When I’d asked who was interested in talking about a new arts and performance venue, most of the hands in the room went up, reflecting just how much the future of the old Clifton Cinema has galvanised local enthusiasm since Dunelm shipped out a few months ago. There were so many people interested in this topic that it generated two groups. There was also a group keen to talk about festivals and events, one who talked about creating new arts or heritage exhibition space, and a couple of individuals who got stuck into a conversation about helping shops improve how they present themselves.
After an hour of intensive chatter and note taking at tables, people were invited to share some headlines with the rest of the room. It was clear these had been good conversations. As a facilitator, I’d been given an easy ride – groups managed their own conversations and captured their own notes.
What next?
The feedback on the day was fantastically positive, and has continued over the week since. Emails are flying around between people who met at the event, as are Facebook posts and Twitter messages. This workshop was, as intended, just the start. Projects are starting to take shape with further meetings planned by various people, but there are surely more ideas out there and more people wondering if they’re the only ones who’ve had them. You’re probably not. So find each other and start talking – here if you like, we’ve got comments boxes.

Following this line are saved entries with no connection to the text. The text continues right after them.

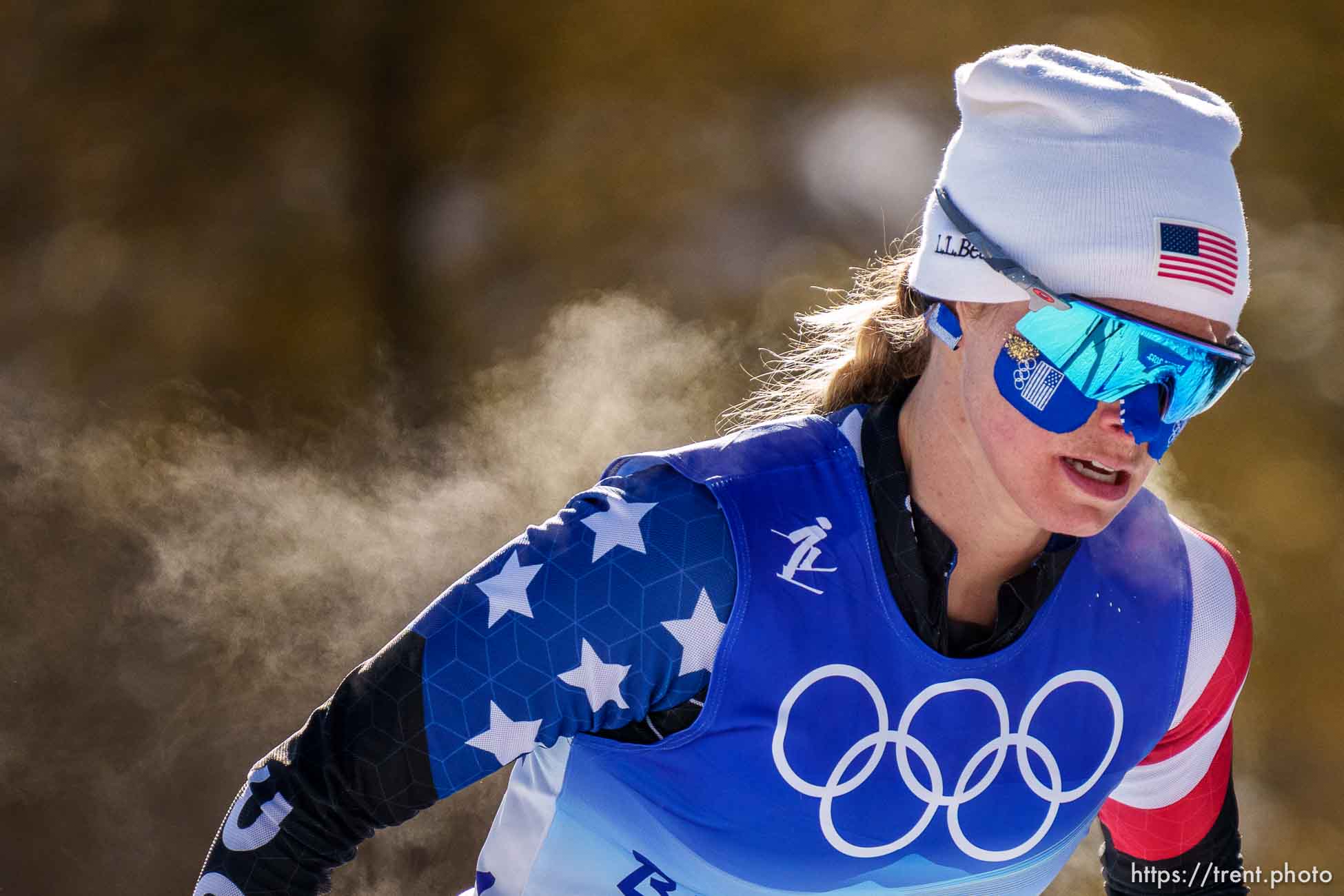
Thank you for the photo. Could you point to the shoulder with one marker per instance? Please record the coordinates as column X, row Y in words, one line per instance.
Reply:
column 1221, row 625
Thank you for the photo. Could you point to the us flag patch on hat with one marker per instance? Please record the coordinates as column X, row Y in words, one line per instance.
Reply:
column 1197, row 253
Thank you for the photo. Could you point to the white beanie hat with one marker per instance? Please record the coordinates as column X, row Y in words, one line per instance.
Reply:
column 1102, row 181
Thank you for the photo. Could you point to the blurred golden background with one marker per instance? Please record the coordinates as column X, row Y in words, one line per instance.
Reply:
column 311, row 307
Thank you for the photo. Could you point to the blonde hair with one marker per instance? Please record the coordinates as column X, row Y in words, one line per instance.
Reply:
column 855, row 349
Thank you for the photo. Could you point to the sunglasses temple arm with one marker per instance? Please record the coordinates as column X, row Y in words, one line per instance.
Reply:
column 997, row 260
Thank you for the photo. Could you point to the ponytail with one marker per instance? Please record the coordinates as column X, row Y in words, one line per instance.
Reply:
column 854, row 351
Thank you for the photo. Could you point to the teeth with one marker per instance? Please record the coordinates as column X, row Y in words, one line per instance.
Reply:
column 1094, row 471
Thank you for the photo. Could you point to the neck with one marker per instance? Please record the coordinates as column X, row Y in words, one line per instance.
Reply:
column 953, row 484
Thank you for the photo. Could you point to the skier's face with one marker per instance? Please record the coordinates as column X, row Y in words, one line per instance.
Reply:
column 1073, row 482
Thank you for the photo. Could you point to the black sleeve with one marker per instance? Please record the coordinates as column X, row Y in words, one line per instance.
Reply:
column 1201, row 870
column 358, row 764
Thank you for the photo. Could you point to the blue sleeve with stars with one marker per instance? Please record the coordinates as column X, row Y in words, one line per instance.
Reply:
column 574, row 625
column 604, row 613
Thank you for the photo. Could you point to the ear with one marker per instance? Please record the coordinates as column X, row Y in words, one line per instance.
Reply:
column 942, row 323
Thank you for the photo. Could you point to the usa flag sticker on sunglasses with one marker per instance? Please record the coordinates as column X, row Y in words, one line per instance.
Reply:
column 1197, row 253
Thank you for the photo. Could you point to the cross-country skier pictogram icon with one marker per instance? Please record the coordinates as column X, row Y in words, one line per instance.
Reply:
column 806, row 553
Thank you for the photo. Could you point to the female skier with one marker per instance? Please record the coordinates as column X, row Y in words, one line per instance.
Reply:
column 915, row 624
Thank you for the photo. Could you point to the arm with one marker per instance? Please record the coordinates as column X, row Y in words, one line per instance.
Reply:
column 557, row 633
column 1177, row 811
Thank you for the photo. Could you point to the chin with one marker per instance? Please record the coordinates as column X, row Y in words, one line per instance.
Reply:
column 1077, row 515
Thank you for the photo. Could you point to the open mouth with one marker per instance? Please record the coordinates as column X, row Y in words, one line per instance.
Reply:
column 1094, row 471
column 1097, row 478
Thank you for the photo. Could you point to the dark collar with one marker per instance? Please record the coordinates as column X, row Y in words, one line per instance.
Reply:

Plus – if you want to be added to the mailing lists that are rapidly growing out of all this, let me know at threeniceslices@hotmail.com . I’m not in charge of any of the projects, but I can help put people in touch with each other.
For tips on running your own, see the follow-up post on ten steps to making them work
Great event Rob, together the local people of Wellington will make a difference. In my experience events such is this one with no fixed agenda are far more productive in generating ideas.

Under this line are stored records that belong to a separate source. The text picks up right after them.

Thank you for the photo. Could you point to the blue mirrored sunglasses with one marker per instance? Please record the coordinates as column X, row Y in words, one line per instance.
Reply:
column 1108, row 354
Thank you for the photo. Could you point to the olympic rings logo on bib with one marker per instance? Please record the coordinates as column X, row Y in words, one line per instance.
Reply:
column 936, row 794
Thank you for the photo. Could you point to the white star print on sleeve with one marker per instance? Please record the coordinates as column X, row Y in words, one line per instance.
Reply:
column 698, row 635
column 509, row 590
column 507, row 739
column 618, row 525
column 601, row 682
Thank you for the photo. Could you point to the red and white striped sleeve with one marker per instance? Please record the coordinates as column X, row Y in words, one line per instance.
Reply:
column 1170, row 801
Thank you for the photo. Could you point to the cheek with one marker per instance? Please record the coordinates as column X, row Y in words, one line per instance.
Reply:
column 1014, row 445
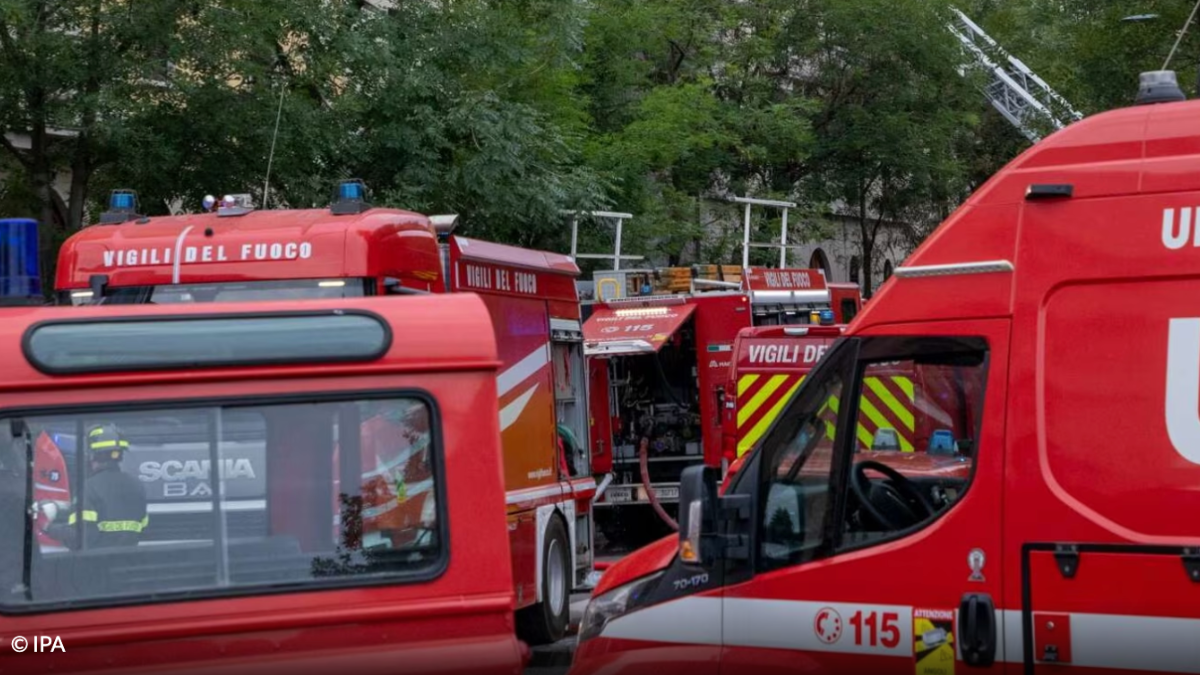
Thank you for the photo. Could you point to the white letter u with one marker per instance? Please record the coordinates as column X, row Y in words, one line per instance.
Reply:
column 1183, row 387
column 1170, row 239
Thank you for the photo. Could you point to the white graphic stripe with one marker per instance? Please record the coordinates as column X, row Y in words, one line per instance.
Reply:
column 522, row 370
column 179, row 254
column 531, row 494
column 49, row 488
column 1097, row 640
column 513, row 411
column 687, row 621
column 1182, row 394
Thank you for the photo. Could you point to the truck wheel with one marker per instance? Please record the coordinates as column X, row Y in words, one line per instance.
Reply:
column 546, row 621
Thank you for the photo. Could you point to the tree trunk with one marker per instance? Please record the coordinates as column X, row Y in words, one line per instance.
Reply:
column 867, row 244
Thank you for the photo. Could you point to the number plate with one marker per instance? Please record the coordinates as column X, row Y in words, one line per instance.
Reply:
column 666, row 493
column 617, row 495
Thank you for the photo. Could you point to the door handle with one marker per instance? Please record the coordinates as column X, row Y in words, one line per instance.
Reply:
column 977, row 629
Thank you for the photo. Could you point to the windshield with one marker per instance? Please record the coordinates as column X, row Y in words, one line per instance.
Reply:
column 203, row 500
column 229, row 292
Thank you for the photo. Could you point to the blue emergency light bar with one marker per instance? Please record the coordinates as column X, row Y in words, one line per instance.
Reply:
column 351, row 190
column 123, row 205
column 19, row 269
column 351, row 198
column 123, row 201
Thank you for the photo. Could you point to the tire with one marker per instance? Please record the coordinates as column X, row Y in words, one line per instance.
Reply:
column 545, row 622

Thanks Richard. From following the emails and comments on the ‘Save the Clifton’ facebook page, it feels like that’s a project’s gathering momentum pretty quickly. Hopefully the others will start taking shape as well – e.g. it would be great to see some sort of arts/crafts pop-up starting in the short term, maybe in one of the empty shops, just to see how it goes as a precursor to investing in anything more permanent.
The ideasfarm mirrored the ‘un-conference’ approach that’s working so well across local government. It generates so much more energy than traditional models. There’s a real buzz since the event. Thanks for organising.
I see that Pop Up Shops have appeared in Newport and Market Drayton. Good to see that it is possible to set these up. Look forward to seeing one in Wellington if enough small traders can get together and open one in the run up to Christmas. Reckon they would do a bomb.